You may look at the auto industry’s current chaos in Europe and think that those problems won’t come to America. That this country is now taking aggressive steps to protect its auto market with 100% tariffs on Chinese-made EVs or a software ban that will effectively prohibit those cars from being sold here entirely. From that, you may think that it’s all problem solved—the U.S. keeps new players from China out for good.
But the truth is that these protectionist measures are temporary at best, and even the auto industry seems to get it. Or at least, the smart folks in the business do.
That leads off this midweek edition of Critical Materials, our morning roundup of tech and industry news. Also on tap today: Hyundai’s online sales program with Amazon seems to hit the skids, and another reminder that China’s auto industry is strong, but not invincible. Let’s dig in.
This week, the U.S. government instituted some of its toughest moves yet to keep Chinese cars from pouring into the U.S. market.
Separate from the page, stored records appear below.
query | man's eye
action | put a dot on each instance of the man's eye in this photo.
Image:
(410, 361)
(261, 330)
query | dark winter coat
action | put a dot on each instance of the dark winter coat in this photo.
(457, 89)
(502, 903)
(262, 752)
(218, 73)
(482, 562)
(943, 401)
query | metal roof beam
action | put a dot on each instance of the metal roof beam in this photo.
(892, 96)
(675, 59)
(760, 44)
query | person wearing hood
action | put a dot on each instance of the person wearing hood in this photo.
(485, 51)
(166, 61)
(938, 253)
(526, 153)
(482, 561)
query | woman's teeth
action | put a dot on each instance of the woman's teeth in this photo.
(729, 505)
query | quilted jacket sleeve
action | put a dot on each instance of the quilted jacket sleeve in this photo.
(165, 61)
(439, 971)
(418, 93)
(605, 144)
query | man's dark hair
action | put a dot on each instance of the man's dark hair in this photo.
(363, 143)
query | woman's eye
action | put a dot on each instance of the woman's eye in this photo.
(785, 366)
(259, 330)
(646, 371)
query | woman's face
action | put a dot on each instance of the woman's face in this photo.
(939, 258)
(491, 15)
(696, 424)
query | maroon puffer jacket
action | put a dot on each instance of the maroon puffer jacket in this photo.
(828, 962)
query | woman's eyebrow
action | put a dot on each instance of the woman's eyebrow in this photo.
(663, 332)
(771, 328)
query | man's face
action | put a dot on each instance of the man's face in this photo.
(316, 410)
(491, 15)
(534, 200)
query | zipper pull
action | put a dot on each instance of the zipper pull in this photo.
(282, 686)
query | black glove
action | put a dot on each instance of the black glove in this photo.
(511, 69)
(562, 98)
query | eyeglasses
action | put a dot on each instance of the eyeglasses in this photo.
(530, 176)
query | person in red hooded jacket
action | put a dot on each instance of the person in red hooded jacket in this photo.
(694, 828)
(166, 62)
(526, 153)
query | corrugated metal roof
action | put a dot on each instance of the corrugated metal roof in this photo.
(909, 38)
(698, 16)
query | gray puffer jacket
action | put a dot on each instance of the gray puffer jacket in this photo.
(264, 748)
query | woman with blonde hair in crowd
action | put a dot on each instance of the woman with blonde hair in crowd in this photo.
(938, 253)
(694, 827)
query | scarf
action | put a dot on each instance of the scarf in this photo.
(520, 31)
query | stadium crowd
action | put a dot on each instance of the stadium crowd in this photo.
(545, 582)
Officially, the bans that will go into effect later this decade are predicated on national security: keeping high-tech, connected, camera-equipped cars from potentially spying or collecting sensitive data on citizens.
While U.S. Department of Commerce officials say the measures aren’t related to any other anti-China policy actions, like the earlier tariffs, it’s easy to see what’s really going on here. And that’s a plan to at the very least help the U.S. automakers (and ones operating here, like Toyota and the rest) to buy time to build cars that can compete with China.
They’re all correct here. China has a big lead on two things: batteries and software. The first is because countries like the U.S. spent decades outsourcing to China and China spent the same amount of time cornering the market on the entire battery supply chain. It’s one huge reason why so many U.S. EVs are massive money-losers: no ownership of those battery costs. The country is also a leader in-car software, as its EV makers have fully committed to the “software-defined vehicle” strategy that Tesla pioneered. Couple those advantages with extremely cheap labor costs (and often questionable labor practices, to put it diplomatically) and you get a recipe for cars that can outclass and undercut ours by a significant margin.
But if these automakers are shut out of the U.S. for a few years, that in theory gives our car companies—and the country as a whole—time to build up the local supply chain, get better at making EVs and up their collective software game.